To design the support measures for exporters, the government has asked them to submit details of non tariff measures (NTB) they face across global markets.

Under the Export Promotion Mission (EPM) approved on November 12 by the Cabinet, the government has proposed support for export quality and technical compliances. This would involve the government bearing the costs of testing, certification, and audits required to meet global standards.

What the DGFT notification say?

“As part of designing the Support for Export Quality and Technical Compliance, the Directorate General of Foreign Trade (DGFT) is undertaking a comprehensive mapping of mandatory and voluntary Non-Tariff Measures (NTMs), including certifications, testing requirements, inspections, audits, labelling norms, and other regulatory compliance conditions,” a trade notice said.

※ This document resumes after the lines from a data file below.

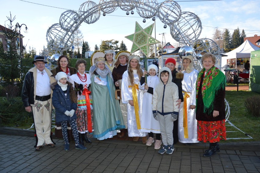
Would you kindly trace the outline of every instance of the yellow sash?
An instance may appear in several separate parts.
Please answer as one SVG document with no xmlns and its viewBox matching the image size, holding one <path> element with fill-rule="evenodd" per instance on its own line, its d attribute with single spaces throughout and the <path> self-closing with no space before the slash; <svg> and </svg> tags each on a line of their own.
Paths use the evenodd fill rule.
<svg viewBox="0 0 260 173">
<path fill-rule="evenodd" d="M 182 92 L 184 93 L 184 96 L 183 97 L 183 129 L 184 132 L 184 135 L 185 138 L 188 138 L 188 123 L 187 122 L 187 98 L 190 97 L 190 96 L 189 95 L 188 93 L 189 92 L 187 92 L 184 91 L 182 91 Z"/>
<path fill-rule="evenodd" d="M 134 102 L 134 108 L 135 109 L 135 114 L 136 126 L 137 127 L 137 129 L 139 130 L 141 129 L 141 125 L 140 125 L 140 121 L 139 120 L 139 114 L 138 113 L 139 107 L 138 106 L 138 102 L 137 100 L 137 93 L 136 92 L 136 90 L 138 90 L 138 85 L 134 84 L 133 86 L 128 85 L 128 88 L 131 87 L 132 87 L 132 96 L 133 97 L 133 101 Z"/>
</svg>

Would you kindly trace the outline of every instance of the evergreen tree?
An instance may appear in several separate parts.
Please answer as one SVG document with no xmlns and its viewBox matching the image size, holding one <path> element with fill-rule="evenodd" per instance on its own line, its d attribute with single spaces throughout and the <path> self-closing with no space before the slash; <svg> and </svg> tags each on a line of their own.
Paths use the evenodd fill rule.
<svg viewBox="0 0 260 173">
<path fill-rule="evenodd" d="M 121 43 L 120 43 L 119 49 L 119 51 L 121 51 L 122 50 L 127 50 L 127 48 L 126 47 L 126 46 L 125 45 L 124 43 L 124 41 L 123 41 L 123 40 L 122 41 Z"/>
<path fill-rule="evenodd" d="M 242 32 L 241 32 L 241 43 L 242 44 L 244 42 L 244 38 L 247 37 L 247 35 L 246 35 L 246 33 L 245 32 L 245 31 L 244 29 L 242 30 Z"/>
<path fill-rule="evenodd" d="M 89 46 L 89 45 L 88 44 L 88 41 L 85 41 L 85 45 L 86 45 L 86 51 L 91 51 L 90 50 L 90 46 Z"/>
<path fill-rule="evenodd" d="M 232 49 L 235 49 L 240 45 L 241 44 L 241 36 L 239 28 L 237 28 L 234 30 L 232 34 L 232 38 L 231 41 Z"/>
<path fill-rule="evenodd" d="M 231 36 L 229 30 L 226 29 L 223 33 L 223 42 L 224 45 L 223 47 L 225 49 L 225 52 L 227 52 L 230 51 L 229 49 L 231 47 Z"/>
<path fill-rule="evenodd" d="M 97 50 L 98 50 L 98 49 L 99 49 L 99 48 L 98 47 L 98 46 L 97 46 L 97 45 L 95 45 L 95 47 L 94 48 L 94 51 L 96 51 Z"/>
<path fill-rule="evenodd" d="M 86 51 L 87 49 L 86 48 L 86 45 L 85 45 L 85 43 L 84 42 L 84 40 L 83 40 L 82 43 L 82 51 L 81 52 L 82 57 L 83 58 L 85 58 L 85 52 Z"/>
</svg>

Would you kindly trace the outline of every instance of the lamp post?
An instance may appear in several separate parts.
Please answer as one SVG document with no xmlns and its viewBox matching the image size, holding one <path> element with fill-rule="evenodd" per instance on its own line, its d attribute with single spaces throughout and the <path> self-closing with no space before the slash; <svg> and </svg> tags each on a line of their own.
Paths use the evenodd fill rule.
<svg viewBox="0 0 260 173">
<path fill-rule="evenodd" d="M 218 37 L 216 39 L 216 40 L 218 41 L 218 46 L 219 47 L 220 47 L 220 39 L 221 39 L 221 40 L 222 39 L 222 37 L 221 37 L 221 36 L 220 36 L 219 37 Z M 221 53 L 222 53 L 222 48 L 221 48 Z M 221 65 L 221 63 L 222 63 L 222 61 L 221 60 L 221 59 L 222 59 L 221 57 L 222 57 L 221 56 L 220 56 L 220 57 L 219 57 L 219 64 L 219 64 L 219 67 L 220 67 L 220 70 L 221 70 L 221 69 L 222 69 L 222 67 L 221 67 L 221 65 Z"/>
<path fill-rule="evenodd" d="M 18 30 L 19 30 L 19 44 L 20 45 L 20 58 L 18 60 L 18 66 L 19 69 L 20 70 L 20 78 L 21 77 L 21 61 L 22 60 L 22 45 L 21 44 L 21 27 L 23 25 L 25 25 L 25 30 L 24 31 L 24 32 L 28 33 L 28 28 L 25 24 L 23 24 L 20 25 L 19 24 L 19 23 L 17 22 L 15 25 L 16 30 L 16 31 L 18 31 Z"/>
</svg>

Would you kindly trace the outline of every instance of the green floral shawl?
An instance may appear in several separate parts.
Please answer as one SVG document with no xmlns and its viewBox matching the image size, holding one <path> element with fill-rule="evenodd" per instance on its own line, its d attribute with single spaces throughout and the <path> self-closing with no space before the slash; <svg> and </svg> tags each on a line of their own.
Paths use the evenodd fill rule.
<svg viewBox="0 0 260 173">
<path fill-rule="evenodd" d="M 196 86 L 196 100 L 197 101 L 198 93 L 201 76 L 204 75 L 205 68 L 199 73 Z M 213 66 L 207 72 L 202 82 L 201 92 L 204 104 L 203 112 L 209 114 L 213 110 L 213 103 L 215 95 L 218 91 L 223 89 L 226 84 L 226 78 L 224 74 L 218 69 Z M 196 105 L 197 105 L 197 104 Z"/>
</svg>

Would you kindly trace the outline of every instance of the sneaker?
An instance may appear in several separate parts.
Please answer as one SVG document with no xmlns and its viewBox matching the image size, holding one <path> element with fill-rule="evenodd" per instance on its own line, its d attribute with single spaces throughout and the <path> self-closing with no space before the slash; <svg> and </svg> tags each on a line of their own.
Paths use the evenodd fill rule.
<svg viewBox="0 0 260 173">
<path fill-rule="evenodd" d="M 70 144 L 64 144 L 64 151 L 68 151 L 70 149 Z"/>
<path fill-rule="evenodd" d="M 166 153 L 168 154 L 172 154 L 174 151 L 174 147 L 173 145 L 168 145 L 167 146 L 167 151 Z"/>
<path fill-rule="evenodd" d="M 158 150 L 161 147 L 161 144 L 162 144 L 162 141 L 161 140 L 156 140 L 154 143 L 154 149 Z"/>
<path fill-rule="evenodd" d="M 166 145 L 163 145 L 161 149 L 158 151 L 158 153 L 159 154 L 163 154 L 167 151 L 167 146 Z"/>
<path fill-rule="evenodd" d="M 87 150 L 86 148 L 81 144 L 78 144 L 78 145 L 76 145 L 75 148 L 78 150 Z"/>
<path fill-rule="evenodd" d="M 151 146 L 152 145 L 152 144 L 153 143 L 154 140 L 153 139 L 153 138 L 152 137 L 149 137 L 147 140 L 146 141 L 146 145 L 147 146 Z"/>
</svg>

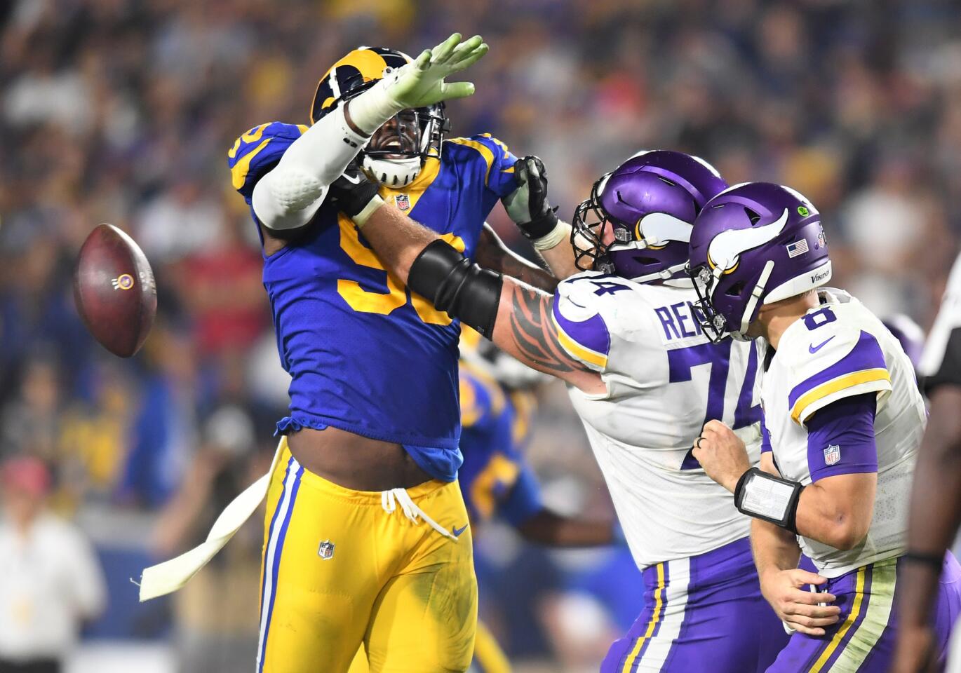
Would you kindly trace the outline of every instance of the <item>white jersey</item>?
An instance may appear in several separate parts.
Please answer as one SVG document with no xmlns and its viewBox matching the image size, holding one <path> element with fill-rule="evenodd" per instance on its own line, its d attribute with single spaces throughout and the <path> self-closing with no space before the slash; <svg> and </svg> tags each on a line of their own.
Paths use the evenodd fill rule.
<svg viewBox="0 0 961 673">
<path fill-rule="evenodd" d="M 809 447 L 808 419 L 839 399 L 877 394 L 877 492 L 867 537 L 848 551 L 798 538 L 822 575 L 838 577 L 904 552 L 908 495 L 926 413 L 911 360 L 887 327 L 846 292 L 822 288 L 819 298 L 821 305 L 781 336 L 762 376 L 762 400 L 775 464 L 785 479 L 807 485 L 812 471 L 827 470 L 845 455 L 844 446 Z"/>
<path fill-rule="evenodd" d="M 588 272 L 557 286 L 560 343 L 606 384 L 570 391 L 610 490 L 634 561 L 644 568 L 746 537 L 750 519 L 690 455 L 720 419 L 760 458 L 757 349 L 702 332 L 690 287 Z"/>
</svg>

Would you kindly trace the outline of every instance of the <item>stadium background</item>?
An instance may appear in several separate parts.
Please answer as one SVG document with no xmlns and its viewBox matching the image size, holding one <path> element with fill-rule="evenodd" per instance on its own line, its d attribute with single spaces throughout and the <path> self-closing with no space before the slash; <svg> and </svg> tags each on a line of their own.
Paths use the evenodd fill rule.
<svg viewBox="0 0 961 673">
<path fill-rule="evenodd" d="M 634 152 L 693 152 L 731 183 L 800 189 L 822 210 L 834 284 L 880 315 L 933 319 L 961 233 L 952 0 L 2 3 L 0 456 L 48 462 L 51 506 L 107 573 L 71 671 L 250 661 L 259 521 L 173 600 L 137 606 L 128 581 L 198 541 L 263 471 L 285 404 L 226 152 L 256 124 L 307 121 L 317 78 L 356 45 L 414 53 L 454 30 L 491 45 L 477 94 L 449 108 L 454 134 L 542 156 L 565 218 Z M 129 362 L 73 308 L 73 257 L 105 221 L 158 276 L 159 322 Z M 522 247 L 500 207 L 492 224 Z M 540 397 L 530 460 L 547 500 L 607 516 L 562 387 Z M 637 605 L 626 550 L 480 537 L 482 611 L 518 670 L 592 670 Z"/>
</svg>

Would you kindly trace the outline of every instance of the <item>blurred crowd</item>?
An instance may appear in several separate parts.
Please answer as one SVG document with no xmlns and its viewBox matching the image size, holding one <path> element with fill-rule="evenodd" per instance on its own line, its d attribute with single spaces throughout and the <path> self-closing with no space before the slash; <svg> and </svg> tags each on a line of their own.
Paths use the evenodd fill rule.
<svg viewBox="0 0 961 673">
<path fill-rule="evenodd" d="M 144 553 L 166 556 L 269 461 L 286 382 L 226 152 L 258 124 L 306 123 L 318 78 L 351 48 L 417 53 L 454 30 L 483 35 L 491 51 L 470 72 L 477 94 L 449 107 L 453 132 L 539 155 L 562 215 L 636 151 L 693 152 L 730 183 L 804 193 L 822 211 L 835 284 L 881 315 L 933 319 L 961 234 L 954 0 L 10 0 L 0 457 L 44 461 L 57 511 L 150 513 Z M 522 246 L 503 212 L 492 217 Z M 158 324 L 129 362 L 99 349 L 73 308 L 73 258 L 100 222 L 131 232 L 158 277 Z M 549 495 L 604 507 L 563 391 L 542 397 L 531 460 Z M 225 562 L 255 573 L 244 581 L 258 536 Z M 504 567 L 512 547 L 495 540 L 491 565 Z M 561 586 L 604 562 L 551 563 Z M 217 577 L 195 593 L 218 595 Z M 581 593 L 558 595 L 591 614 Z M 575 670 L 570 634 L 590 638 L 565 626 L 561 599 L 542 598 L 542 641 L 517 649 Z M 256 630 L 210 623 L 204 600 L 176 607 L 178 619 L 228 642 Z M 237 600 L 256 605 L 256 590 Z M 590 622 L 600 639 L 605 618 Z"/>
</svg>

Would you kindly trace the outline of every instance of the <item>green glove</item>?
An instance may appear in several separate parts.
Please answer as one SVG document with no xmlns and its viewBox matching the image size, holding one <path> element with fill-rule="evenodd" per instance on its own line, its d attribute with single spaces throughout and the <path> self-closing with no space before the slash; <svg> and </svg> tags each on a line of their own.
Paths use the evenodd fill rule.
<svg viewBox="0 0 961 673">
<path fill-rule="evenodd" d="M 384 78 L 384 93 L 400 109 L 425 108 L 455 98 L 466 98 L 474 93 L 470 82 L 448 84 L 444 78 L 476 63 L 487 53 L 480 36 L 461 42 L 455 33 L 433 49 L 425 49 L 419 57 Z"/>
<path fill-rule="evenodd" d="M 386 73 L 382 80 L 350 102 L 351 121 L 370 135 L 402 109 L 424 108 L 474 93 L 470 82 L 448 84 L 444 78 L 460 72 L 487 53 L 480 36 L 461 42 L 455 33 L 433 49 L 425 49 L 416 60 Z"/>
</svg>

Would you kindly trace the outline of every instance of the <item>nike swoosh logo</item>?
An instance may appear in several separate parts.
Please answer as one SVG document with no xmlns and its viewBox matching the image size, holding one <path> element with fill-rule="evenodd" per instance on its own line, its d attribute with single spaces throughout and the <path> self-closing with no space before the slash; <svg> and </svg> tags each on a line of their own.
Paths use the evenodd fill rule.
<svg viewBox="0 0 961 673">
<path fill-rule="evenodd" d="M 777 238 L 787 224 L 787 216 L 788 210 L 784 208 L 777 221 L 770 225 L 722 231 L 707 247 L 707 258 L 714 267 L 721 267 L 725 271 L 733 269 L 742 253 Z"/>
<path fill-rule="evenodd" d="M 837 335 L 835 334 L 834 336 L 837 336 Z M 823 342 L 821 342 L 817 346 L 815 346 L 814 344 L 811 344 L 810 346 L 807 347 L 808 351 L 810 351 L 812 353 L 818 352 L 819 350 L 821 350 L 821 349 L 823 349 L 825 347 L 825 344 L 826 344 L 828 341 L 830 341 L 831 339 L 833 339 L 834 336 L 827 337 L 826 339 L 825 339 Z"/>
</svg>

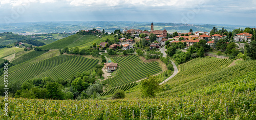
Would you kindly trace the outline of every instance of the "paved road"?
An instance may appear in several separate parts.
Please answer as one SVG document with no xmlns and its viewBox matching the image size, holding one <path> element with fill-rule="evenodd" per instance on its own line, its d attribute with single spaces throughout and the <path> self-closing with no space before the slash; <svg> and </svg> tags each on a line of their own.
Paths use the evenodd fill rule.
<svg viewBox="0 0 256 120">
<path fill-rule="evenodd" d="M 160 49 L 161 53 L 162 53 L 163 54 L 163 57 L 166 57 L 166 53 L 165 53 L 165 51 L 166 51 L 166 50 L 164 49 L 164 46 L 162 47 L 161 49 Z M 176 65 L 175 64 L 175 63 L 174 63 L 174 62 L 173 62 L 173 61 L 172 61 L 170 60 L 170 61 L 172 61 L 172 64 L 173 64 L 174 65 L 174 72 L 171 76 L 170 76 L 169 78 L 165 79 L 162 82 L 160 83 L 159 84 L 159 85 L 162 85 L 163 83 L 166 82 L 167 81 L 169 80 L 170 79 L 172 79 L 172 78 L 175 77 L 178 74 L 178 68 L 177 67 Z"/>
</svg>

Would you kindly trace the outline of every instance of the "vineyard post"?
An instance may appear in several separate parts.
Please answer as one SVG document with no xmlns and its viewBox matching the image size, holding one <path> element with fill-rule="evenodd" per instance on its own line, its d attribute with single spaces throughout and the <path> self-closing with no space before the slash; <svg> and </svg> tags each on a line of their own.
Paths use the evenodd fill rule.
<svg viewBox="0 0 256 120">
<path fill-rule="evenodd" d="M 152 118 L 152 109 L 151 109 L 151 118 Z"/>
<path fill-rule="evenodd" d="M 203 114 L 204 116 L 204 105 L 203 105 Z"/>
<path fill-rule="evenodd" d="M 140 118 L 141 118 L 141 109 L 140 109 Z"/>
<path fill-rule="evenodd" d="M 227 113 L 227 115 L 228 115 L 228 107 L 226 107 L 226 112 Z"/>
</svg>

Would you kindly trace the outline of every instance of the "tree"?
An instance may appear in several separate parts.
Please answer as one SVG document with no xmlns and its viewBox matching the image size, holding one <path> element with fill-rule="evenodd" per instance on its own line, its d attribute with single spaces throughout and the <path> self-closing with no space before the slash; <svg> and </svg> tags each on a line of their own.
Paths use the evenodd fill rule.
<svg viewBox="0 0 256 120">
<path fill-rule="evenodd" d="M 57 82 L 49 82 L 46 85 L 47 98 L 51 99 L 64 99 L 64 94 Z"/>
<path fill-rule="evenodd" d="M 78 54 L 79 53 L 79 48 L 77 46 L 75 47 L 73 53 L 75 54 Z"/>
<path fill-rule="evenodd" d="M 157 35 L 155 34 L 151 33 L 150 35 L 150 41 L 151 42 L 153 42 L 154 41 L 157 40 Z"/>
<path fill-rule="evenodd" d="M 205 40 L 205 41 L 209 41 L 209 39 L 208 39 L 208 37 L 206 37 L 205 39 L 204 39 Z"/>
<path fill-rule="evenodd" d="M 227 46 L 227 49 L 225 52 L 225 54 L 231 54 L 232 53 L 232 50 L 233 49 L 236 49 L 238 46 L 236 44 L 236 43 L 233 42 L 230 42 L 228 44 Z"/>
<path fill-rule="evenodd" d="M 117 89 L 112 96 L 113 99 L 124 99 L 125 97 L 124 91 L 121 89 Z"/>
<path fill-rule="evenodd" d="M 121 33 L 121 31 L 119 29 L 115 30 L 115 31 L 114 31 L 114 34 L 118 34 L 118 33 Z"/>
<path fill-rule="evenodd" d="M 179 34 L 178 34 L 178 32 L 177 31 L 173 34 L 173 37 L 176 37 L 178 36 L 179 36 Z"/>
<path fill-rule="evenodd" d="M 245 46 L 246 50 L 246 53 L 247 55 L 250 57 L 252 59 L 256 59 L 256 40 L 254 37 L 256 36 L 256 31 L 254 30 L 253 32 L 253 39 L 251 40 L 250 44 L 246 44 Z"/>
<path fill-rule="evenodd" d="M 200 57 L 203 57 L 204 56 L 204 48 L 201 47 L 197 52 L 197 55 Z"/>
<path fill-rule="evenodd" d="M 93 47 L 95 47 L 96 46 L 96 43 L 95 43 L 95 42 L 94 42 L 94 43 L 93 43 Z"/>
<path fill-rule="evenodd" d="M 173 56 L 176 52 L 176 49 L 174 46 L 170 46 L 167 49 L 166 53 L 168 56 Z"/>
<path fill-rule="evenodd" d="M 170 43 L 170 41 L 169 40 L 167 40 L 165 42 L 165 44 L 166 45 L 167 45 L 168 44 L 169 44 Z"/>
<path fill-rule="evenodd" d="M 86 82 L 84 81 L 83 81 L 81 78 L 76 78 L 73 82 L 71 83 L 71 85 L 73 88 L 74 89 L 75 91 L 81 92 L 84 90 L 86 90 L 86 88 L 89 86 L 89 84 L 88 82 Z"/>
<path fill-rule="evenodd" d="M 126 50 L 124 50 L 123 52 L 123 55 L 126 56 L 127 55 L 127 51 Z"/>
<path fill-rule="evenodd" d="M 150 76 L 148 79 L 143 80 L 140 89 L 142 97 L 155 97 L 160 90 L 160 82 L 156 76 Z"/>
</svg>

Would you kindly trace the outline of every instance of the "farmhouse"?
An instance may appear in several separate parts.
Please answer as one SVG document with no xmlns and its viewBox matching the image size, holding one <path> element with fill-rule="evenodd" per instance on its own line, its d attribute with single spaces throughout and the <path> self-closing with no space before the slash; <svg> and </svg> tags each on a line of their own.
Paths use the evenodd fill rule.
<svg viewBox="0 0 256 120">
<path fill-rule="evenodd" d="M 199 38 L 198 35 L 190 35 L 188 40 L 198 39 L 198 38 Z"/>
<path fill-rule="evenodd" d="M 225 38 L 227 37 L 226 35 L 220 35 L 220 34 L 214 34 L 212 35 L 211 36 L 211 39 L 220 39 L 222 38 Z"/>
<path fill-rule="evenodd" d="M 129 39 L 126 40 L 126 44 L 131 44 L 134 43 L 135 41 L 133 39 Z"/>
<path fill-rule="evenodd" d="M 124 44 L 123 45 L 123 49 L 124 50 L 129 50 L 130 49 L 133 49 L 133 46 L 131 44 Z"/>
<path fill-rule="evenodd" d="M 186 40 L 185 41 L 187 42 L 187 46 L 188 46 L 190 45 L 193 45 L 194 43 L 195 42 L 199 42 L 199 39 L 189 40 Z"/>
<path fill-rule="evenodd" d="M 199 39 L 200 40 L 202 40 L 202 39 L 205 39 L 205 38 L 208 38 L 208 39 L 210 40 L 210 39 L 211 39 L 211 38 L 208 36 L 208 35 L 207 35 L 206 34 L 203 34 L 203 35 L 199 35 Z"/>
<path fill-rule="evenodd" d="M 151 23 L 151 29 L 150 30 L 150 33 L 153 33 L 154 34 L 156 34 L 156 35 L 163 35 L 164 36 L 164 37 L 166 37 L 167 36 L 167 31 L 164 29 L 163 31 L 160 31 L 160 30 L 154 30 L 154 24 L 153 22 Z"/>
<path fill-rule="evenodd" d="M 120 46 L 120 45 L 116 43 L 114 43 L 110 46 L 110 49 L 116 49 L 118 46 Z"/>
<path fill-rule="evenodd" d="M 200 34 L 202 34 L 202 35 L 204 35 L 204 34 L 208 36 L 209 36 L 210 35 L 208 33 L 205 32 L 198 31 L 198 32 L 196 32 L 196 35 L 199 36 L 200 35 Z"/>
<path fill-rule="evenodd" d="M 242 41 L 243 40 L 250 41 L 252 34 L 248 33 L 241 33 L 237 34 L 237 36 L 234 37 L 234 40 L 236 42 Z"/>
<path fill-rule="evenodd" d="M 125 41 L 127 39 L 125 37 L 123 37 L 119 39 L 119 41 L 121 42 Z"/>
<path fill-rule="evenodd" d="M 110 62 L 104 63 L 104 68 L 107 70 L 108 72 L 112 72 L 116 70 L 117 68 L 117 63 Z"/>
<path fill-rule="evenodd" d="M 165 45 L 165 42 L 168 40 L 168 39 L 166 39 L 166 38 L 163 38 L 161 40 L 161 45 Z"/>
<path fill-rule="evenodd" d="M 108 45 L 108 44 L 109 44 L 109 43 L 108 42 L 102 42 L 99 43 L 99 45 L 100 45 L 102 47 L 104 47 L 105 46 L 106 44 Z"/>
<path fill-rule="evenodd" d="M 209 45 L 210 46 L 210 47 L 212 47 L 212 46 L 214 45 L 214 40 L 211 40 L 210 41 L 208 41 L 206 43 L 206 44 Z"/>
</svg>

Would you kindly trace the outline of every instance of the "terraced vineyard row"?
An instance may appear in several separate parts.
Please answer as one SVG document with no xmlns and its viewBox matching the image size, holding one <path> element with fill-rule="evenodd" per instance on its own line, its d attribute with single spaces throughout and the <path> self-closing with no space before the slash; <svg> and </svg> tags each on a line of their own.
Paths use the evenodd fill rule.
<svg viewBox="0 0 256 120">
<path fill-rule="evenodd" d="M 249 60 L 208 74 L 177 89 L 187 92 L 197 90 L 207 94 L 221 90 L 221 92 L 253 90 L 256 88 L 255 75 L 256 61 Z"/>
<path fill-rule="evenodd" d="M 133 88 L 133 87 L 135 87 L 135 86 L 137 85 L 137 83 L 136 82 L 133 82 L 133 83 L 129 83 L 127 84 L 123 85 L 120 86 L 114 87 L 114 88 L 112 88 L 110 89 L 109 89 L 107 91 L 105 91 L 104 92 L 102 92 L 101 94 L 100 94 L 101 96 L 103 96 L 103 95 L 106 95 L 109 94 L 111 94 L 114 93 L 116 90 L 117 89 L 121 89 L 123 90 L 123 91 L 125 91 L 127 90 L 130 89 L 130 88 Z"/>
<path fill-rule="evenodd" d="M 29 65 L 32 65 L 36 63 L 39 62 L 42 60 L 52 58 L 55 56 L 60 55 L 59 51 L 58 50 L 55 50 L 53 51 L 49 52 L 49 53 L 45 53 L 39 56 L 38 56 L 33 59 L 30 59 L 27 61 L 25 61 L 19 64 L 17 64 L 15 66 L 12 66 L 9 69 L 9 73 L 10 73 L 14 71 L 16 71 L 19 69 L 22 69 L 25 67 Z"/>
<path fill-rule="evenodd" d="M 43 72 L 76 57 L 77 56 L 61 55 L 20 69 L 9 74 L 8 83 L 11 84 L 17 81 L 24 82 L 31 79 Z M 0 78 L 0 83 L 3 84 L 3 82 L 4 77 L 2 76 Z"/>
<path fill-rule="evenodd" d="M 188 83 L 203 76 L 216 72 L 229 65 L 233 61 L 216 58 L 198 58 L 180 65 L 180 73 L 167 84 L 172 87 Z"/>
<path fill-rule="evenodd" d="M 62 49 L 82 37 L 81 35 L 73 35 L 63 39 L 58 40 L 52 43 L 41 46 L 42 49 Z"/>
<path fill-rule="evenodd" d="M 81 45 L 80 46 L 78 46 L 78 47 L 80 49 L 84 49 L 86 50 L 90 49 L 90 46 L 92 46 L 93 44 L 93 43 L 95 42 L 97 45 L 98 44 L 102 42 L 105 42 L 105 41 L 106 40 L 106 39 L 109 39 L 109 40 L 114 40 L 115 38 L 113 36 L 107 36 L 105 37 L 103 37 L 101 38 L 97 38 L 96 39 L 93 41 L 92 41 L 90 42 L 88 42 L 85 44 L 83 44 L 82 45 Z"/>
<path fill-rule="evenodd" d="M 112 60 L 118 63 L 120 67 L 113 74 L 114 77 L 103 81 L 103 82 L 112 87 L 133 82 L 146 78 L 147 74 L 153 75 L 162 71 L 158 62 L 142 63 L 137 56 L 114 57 Z"/>
<path fill-rule="evenodd" d="M 67 79 L 72 74 L 93 68 L 98 63 L 98 60 L 78 56 L 45 71 L 35 78 L 50 77 L 54 80 L 57 78 Z"/>
</svg>

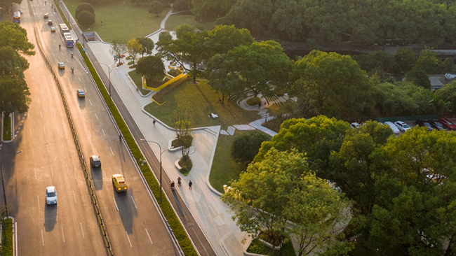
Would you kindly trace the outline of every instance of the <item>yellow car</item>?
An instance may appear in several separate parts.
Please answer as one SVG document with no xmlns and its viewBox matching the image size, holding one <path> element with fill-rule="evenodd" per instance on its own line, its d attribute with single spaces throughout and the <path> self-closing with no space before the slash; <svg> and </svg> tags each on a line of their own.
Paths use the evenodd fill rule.
<svg viewBox="0 0 456 256">
<path fill-rule="evenodd" d="M 116 188 L 116 191 L 126 192 L 128 190 L 127 183 L 125 181 L 125 178 L 122 174 L 114 174 L 112 176 L 112 185 Z"/>
</svg>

“To build an accurate and actionable database, exporters, Export Promotion Councils, Commodity Boards, and Industry Associations are requested to furnish information on relevant NTMs and certification requirements,” the notice added. Seven says have been provided to the exporters’ bodies to submit their response.

What would be required from the exporting organisations?

The export organisations would be required to submit the name and nature of the certification, inspection and testing. Whether mandatory or voluntary and the sectors it impacts. They will also have to mention the approximate cost and validity, and the country or region where it is applicable.

The DGFT has also asked for the list of recognised labs or certifying bodies and any additional compliance challenges faced by exporters.

“Non-submission may result in the relevant certifications or NTMs not being prioritised in the creation of the database, which may consequently affect future support measures proposed under the EPM or other interventions,” the notice by DGFT said.

To reduce the cost of credit for exporters and help them access overseas markets that are facing unprecedented turmoil the government approved a Rs 25060 crore EPM that will run for six years till 2030-31.

The mission has two components – Niryat Protsahan and Niryat Disha. The outlay for Niryat Protsahan is Rs 10,401 crore while for Niryat Disha Rs 14,659 crore has been kept aside.

Niryat Protsahan is for reducing the cost of credit. It provides for interest subvention for Micro Small and Medium Exporters.

In Niryat Disha components of the mission support to exporters will be for market access. The government will bear the cost of testing, certification and audits required to meet the multiple standards that are imposed by importing countries. The outlay under Niryat Disha will also support participation in international trade delegations, buyer-seller meets and product demonstrations for both goods and services.